Malan afirmou que a redução da inflação foi uma contribuição importante para a redução da pobreza. "Temos muito
no País, a idéia de que, de Brasília, deve sair um plano salvador que signifique o fim da pobreza no Brasil", criticou Malan. "Se fosse assim, todos os problemas já deveriam ter sido resolvidos." Ele afirmou que indicadores como expectativa de vida, mostram que, aos poucos, a situação social brasileira "não vem piorando".

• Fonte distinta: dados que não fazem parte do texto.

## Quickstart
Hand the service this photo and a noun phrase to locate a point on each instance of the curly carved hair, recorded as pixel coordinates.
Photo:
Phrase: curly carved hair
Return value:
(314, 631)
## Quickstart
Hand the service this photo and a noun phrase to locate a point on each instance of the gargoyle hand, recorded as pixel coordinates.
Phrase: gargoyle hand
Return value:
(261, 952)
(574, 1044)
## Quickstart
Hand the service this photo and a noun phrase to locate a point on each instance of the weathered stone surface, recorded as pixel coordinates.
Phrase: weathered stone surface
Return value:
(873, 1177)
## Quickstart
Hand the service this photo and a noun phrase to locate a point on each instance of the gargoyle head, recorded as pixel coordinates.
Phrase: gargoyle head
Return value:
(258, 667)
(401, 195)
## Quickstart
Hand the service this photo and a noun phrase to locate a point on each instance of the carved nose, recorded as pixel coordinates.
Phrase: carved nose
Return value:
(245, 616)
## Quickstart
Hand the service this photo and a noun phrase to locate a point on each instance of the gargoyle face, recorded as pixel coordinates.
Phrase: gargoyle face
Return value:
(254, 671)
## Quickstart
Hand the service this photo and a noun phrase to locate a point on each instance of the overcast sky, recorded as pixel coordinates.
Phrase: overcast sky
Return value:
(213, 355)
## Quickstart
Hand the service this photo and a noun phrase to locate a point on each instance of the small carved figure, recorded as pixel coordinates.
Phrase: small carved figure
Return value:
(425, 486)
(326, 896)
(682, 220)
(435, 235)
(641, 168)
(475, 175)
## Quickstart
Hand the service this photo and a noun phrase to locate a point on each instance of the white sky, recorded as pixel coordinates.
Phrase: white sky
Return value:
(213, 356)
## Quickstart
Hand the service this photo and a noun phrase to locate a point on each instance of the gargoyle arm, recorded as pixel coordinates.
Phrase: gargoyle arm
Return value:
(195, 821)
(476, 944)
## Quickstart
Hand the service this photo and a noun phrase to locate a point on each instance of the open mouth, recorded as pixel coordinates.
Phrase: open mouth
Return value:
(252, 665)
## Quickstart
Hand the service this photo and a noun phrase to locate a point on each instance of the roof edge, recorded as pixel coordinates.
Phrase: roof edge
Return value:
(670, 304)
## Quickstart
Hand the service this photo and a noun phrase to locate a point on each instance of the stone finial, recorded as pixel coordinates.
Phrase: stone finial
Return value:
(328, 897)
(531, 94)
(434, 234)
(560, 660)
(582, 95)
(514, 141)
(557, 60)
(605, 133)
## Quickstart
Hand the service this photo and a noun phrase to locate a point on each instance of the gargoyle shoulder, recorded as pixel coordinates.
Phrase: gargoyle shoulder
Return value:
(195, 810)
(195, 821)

Ao comentar o pacote antipobreza lançado por ACM, o ministro lembrou que qualquer programa envolvendo gastos governamentais tem de estar comprometido com as metas estabelecidas pelo governo em outubro. As metas prevêem, até 2001, que a dívida pública fique igual a 46% do Produto Interno Bruto (PIB). "É óbvio que há margens para discussão para a reestruturação do gasto público", ressalvou Malan.
Malan informou que, ainda neste semestre, o governo deve conseguir, no Congresso, a aprovação da Lei de Responsabilidade Fiscal, um dos principais instrumentos para controle dos gastos públicos. Outro deles, a reforma tributária, deve ter o relatório apresentado na comissão responsável pelo tema na Câmara neste trimestre para, em seguida, ser levada a votação no plenário.